In the beginning, The Beacon was published as a 100% local community newspaper whose editorial content tended toward “positive” community news and features. The distribution was 100% FREE and designed to be 100% home delivered from the Marblehead Lighthouse and Catawba Point west through Oak Harbor. Additional copies were made available at numerous local businesses to reach the thousands of visitors to our area.
Today, I can say without hesitation that those principals remain unchanged.
From 1983 to 1999, The Beacon was a tabloid in size. In 1999, we increased the size to what is known in the industry as a “broadsheet” size in order to match the size of the daily newspapers in the market. Content-wise, The Beacon was “hyper-local” then and remains “hyper-local” today. It was locally owned and operated then, and still is today.
Since the introduction of the internet in the 1990s, much has changed in the media world, from small communities to major markets. Publications such as the Cleveland Plain Dealer and the Toledo Blade have seen their paid circulations drop dramatically over the past 25 years. Both of those major dailies no longer deliver daily. “Paid circulation” daily newspapers have been paid for their content and delivery for 200 years. When the internet began giving the news away online, their subscriptions began to crater.
Just recently, they began to put up “paywalls” for their online editions.
As a free community newspaper, The Beacon has never sacrificed its circulation. We are also happy to provide an online version for our readers. Via our association with the Free Newspaper regional and national association, our distribution and readership is now independently audited every two years. What these audits show is that The Beacon averages a circulation of close to 13,500, has a better than 85% readership, and that 2.25 individuals per household read it. That means that close to 24,000 people read The Beacon every week.
Then along came Facebook.
Developed initially as a “chatroom” for individuals to communicate. It has become much more. Now there are local and community chatrooms as subsets of the original. Talk of Port Clinton, Talk of Oak Harbor, Talk of Ottawa County are just a few examples. They have become popular places for locals to communicate with one another. However, there are some who, unfortunately, look at these sites as “local news sites.” They are definitely not.
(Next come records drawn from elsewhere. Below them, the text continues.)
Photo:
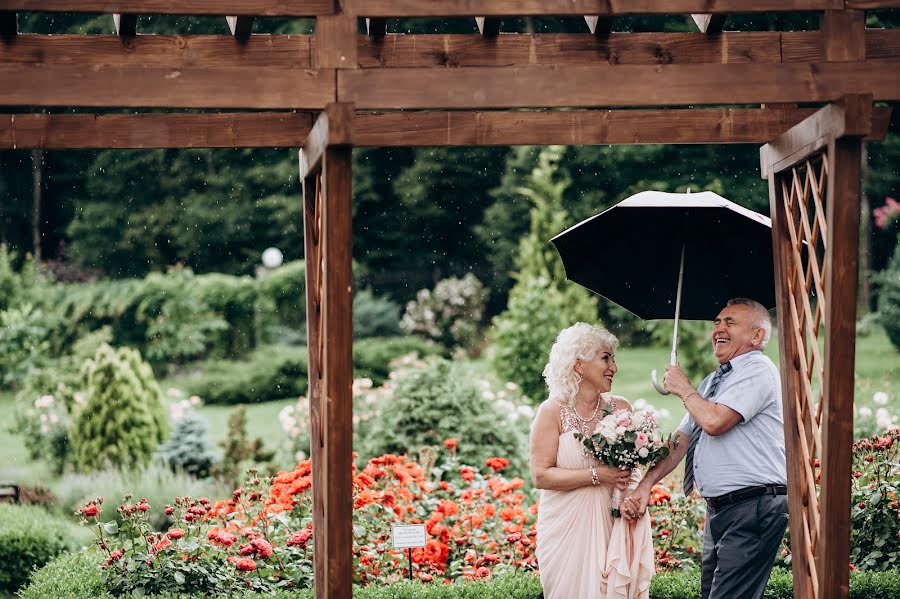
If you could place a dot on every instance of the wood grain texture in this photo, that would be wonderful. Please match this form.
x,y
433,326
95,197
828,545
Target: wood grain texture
x,y
261,8
136,131
614,86
471,8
A couple of years ago, when there was much discussion regarding a proposed business development of the Waterworks Park area in Port Clinton, there was a great deal of “mis-information” and “dis-information” posted on the local sub sites.
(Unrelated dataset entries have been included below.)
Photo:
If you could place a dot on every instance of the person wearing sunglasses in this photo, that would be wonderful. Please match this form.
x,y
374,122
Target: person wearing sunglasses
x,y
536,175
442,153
Were they influential in passing along opinion? Absolutely! Were they 100% factual? Not even close!
None of the local Facebook sites have anything close to the readership The Beacon has developed over its 39-year history. Although they are often entertaining and informational, they simply cannot be fact checked for accuracy and should not be relied upon for news.
When you multiply our weekly 24,000 readers by 52 weeks . . . we’re talking almost 1,250,000. That is a big responsibility . . . one that we don’t take lightly. Sadly, as the circulation of the area daily newspapers has dropped, a common business advertising principal has been put forward that print advertising doesn’t work anymore.
The Beacon through the years has always been dedicated to providing the best service and advertising results for our advertising customers, especially since they provide nearly 100% of our revenues. For instance, if only 2% of our readers responded to a specific ad, That would mean nearly 500 individuals would walk into a business in response. That’s a lot of folks!
I sincerely hope that The Beacon will carry on for at least another 40 years providing your “hyper-local” community news with the emphasis on the positive side of people and events. We have always appreciated the support of both our readers and our advertising customers.